The univariate analysis was performed using the Kaplan-Meier method to assess the predictive capability of each variable. Our results showed that tumor location, tumor differentiation, TNM stage, Nevin stage, lymph node metastasis and PLT were predictive factors of OS (P < 0.001) (Table 2). Regarding OS, group B was superior to group A (P < 0.001) (Figure 2). As shown in Figures 3, 4 and 5, different PLR levels play important roles in the prognosis of a subgroup, and group A exhibited a worse prognosis than group B (P < 0.05). The Cox proportional hazards model demonstrated that lymph node metastasis (P = 0.007), TNM stage (P = 0.005), PLT (P = 0.032) and tumor location (P < 0.001) were independent prognostic factors (Table 3).
| Variable | HR (95%CI) | P value |
| Gender | 0.940 (0.677-1.306) | 0.712 |
| Male | ||
| Female | ||
| Age (yr) | 1.137 (0.840-1.539) | 0.408 |
| ≤ 65 | ||
| > 65 | ||
| Gallstone history | 1.066 (0.923-1.232) | 0.383 |
| Yes | ||
| No | ||
| Comorbidity | 0.912 (0.665-1.251) | 0.567 |
| Yes | ||
| No | ||
| Tumor location | 8.910 (6.236-12.730) | < 0.001 |
| Neck | ||
| Other (body, bottom) | ||
| Tumor differentiation | 3.209 (2.325-4.427) | < 0.001 |
| Well and Moderately | ||
| Poorly and undifferentiated | ||
| TNM stage | 11.003 (5.896-20.535) | < 0.001 |
| 0-II | ||
| III-IV | ||
| Nevin stage | 10.642 (6.612-17.127) | < 0.001 |
| I-III | ||
| IV-V | ||
| Lymph node metastasis | 9.775 (6.224-15.352) | < 0.001 |
| Yes | ||
| No | ||
| Pathological type | 0.708 (0.469-1.070) | 0.101 |
| Adenocarcinoma | ||
| Other types | ||
| PLT | 3.333 (2.351-4.726) | < 0.001 |
| ≤ 178 | ||
| > 178 |
| Variable | Characteristic | HR (95%CI) | P value |
| Lymph node metastasis | Yes | 1.795 (1.170-2.755) | 0.007 |
| No | |||
| TNM stage | 0-II | 3.349 (1.436-7.814) | 0.005 |
| III-IV | |||
| PLT | ≤ 178 | 1.541 (1.038-2.287) | 0.032 |
| > 178 | |||
| Tumor location | Neck | 6.200 (4.120-9.329) | < 0.001 |
| Other (body, bottom) |
The incidence of GBC appears to be increasing worldwide, creating an enormous public health and economic burden. In this study, our results demonstrated that PLT is an important prognostic factor for OS in GBC, and group B showed a better survival than group A. Additionally, we found that similar results exist in different subgroups (tumor location, lymph node metastasis, and TNM staging system). The multivariate analysis showed that tumor location, lymph node metastasis, TNM stage and PLT were independent prognostic factors. To the best of our knowledge, this study is the first to investigate the association between PLT and the prognosis of GBC.
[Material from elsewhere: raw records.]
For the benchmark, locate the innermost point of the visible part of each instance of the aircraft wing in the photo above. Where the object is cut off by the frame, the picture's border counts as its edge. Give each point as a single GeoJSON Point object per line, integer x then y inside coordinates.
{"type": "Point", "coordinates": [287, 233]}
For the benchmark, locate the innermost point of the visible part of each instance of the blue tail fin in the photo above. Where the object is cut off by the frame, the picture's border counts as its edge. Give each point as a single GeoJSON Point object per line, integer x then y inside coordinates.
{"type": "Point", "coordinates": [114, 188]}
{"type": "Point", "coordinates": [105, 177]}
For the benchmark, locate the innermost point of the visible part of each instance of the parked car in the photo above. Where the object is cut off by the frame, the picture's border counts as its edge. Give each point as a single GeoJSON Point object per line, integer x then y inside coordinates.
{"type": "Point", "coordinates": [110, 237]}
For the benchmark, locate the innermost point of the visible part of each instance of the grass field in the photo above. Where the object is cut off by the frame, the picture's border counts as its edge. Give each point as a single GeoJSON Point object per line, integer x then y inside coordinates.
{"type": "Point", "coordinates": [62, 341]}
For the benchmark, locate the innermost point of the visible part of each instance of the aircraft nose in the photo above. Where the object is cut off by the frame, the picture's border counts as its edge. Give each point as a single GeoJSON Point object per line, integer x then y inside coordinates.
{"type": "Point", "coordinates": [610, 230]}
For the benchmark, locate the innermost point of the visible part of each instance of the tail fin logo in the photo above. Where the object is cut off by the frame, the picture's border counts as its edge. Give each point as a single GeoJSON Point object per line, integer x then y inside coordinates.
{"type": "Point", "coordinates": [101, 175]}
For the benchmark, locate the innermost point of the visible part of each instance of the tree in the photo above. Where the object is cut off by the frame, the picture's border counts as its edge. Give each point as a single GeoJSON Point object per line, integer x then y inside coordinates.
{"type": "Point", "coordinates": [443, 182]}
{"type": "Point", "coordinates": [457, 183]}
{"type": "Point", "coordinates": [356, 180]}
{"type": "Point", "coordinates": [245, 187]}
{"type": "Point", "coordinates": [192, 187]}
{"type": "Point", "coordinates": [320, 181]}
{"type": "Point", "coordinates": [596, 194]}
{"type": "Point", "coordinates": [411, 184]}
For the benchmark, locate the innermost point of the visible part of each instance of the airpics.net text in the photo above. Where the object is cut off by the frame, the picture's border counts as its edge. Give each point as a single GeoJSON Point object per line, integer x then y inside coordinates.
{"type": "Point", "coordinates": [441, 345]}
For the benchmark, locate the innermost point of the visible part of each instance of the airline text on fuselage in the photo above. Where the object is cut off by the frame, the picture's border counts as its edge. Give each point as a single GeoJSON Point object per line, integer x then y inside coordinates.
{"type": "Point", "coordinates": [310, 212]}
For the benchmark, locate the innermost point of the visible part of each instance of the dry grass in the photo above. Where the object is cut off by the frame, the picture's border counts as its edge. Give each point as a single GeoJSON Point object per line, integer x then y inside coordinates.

Although PLT is associated with many types of cancers, little is known regarding PLT in GBC. Ong et al[16] hypothesized that GBC patients with a PLT > 345 × 109/L should not undergo surgical exploration. This hypothesis should be confirmed by investigations with large samples. In this study, a PLT > 178 × 109/L was the optimal cutoff value to identify GBC patients with a poorer prognosis. To ensure the credibility of this research, patients without neoadjuvant or adjuvant treatment were selected because systemic chemotherapy or radiation inevitably affects systemic inflammation, which is strongly linked with cancer[7].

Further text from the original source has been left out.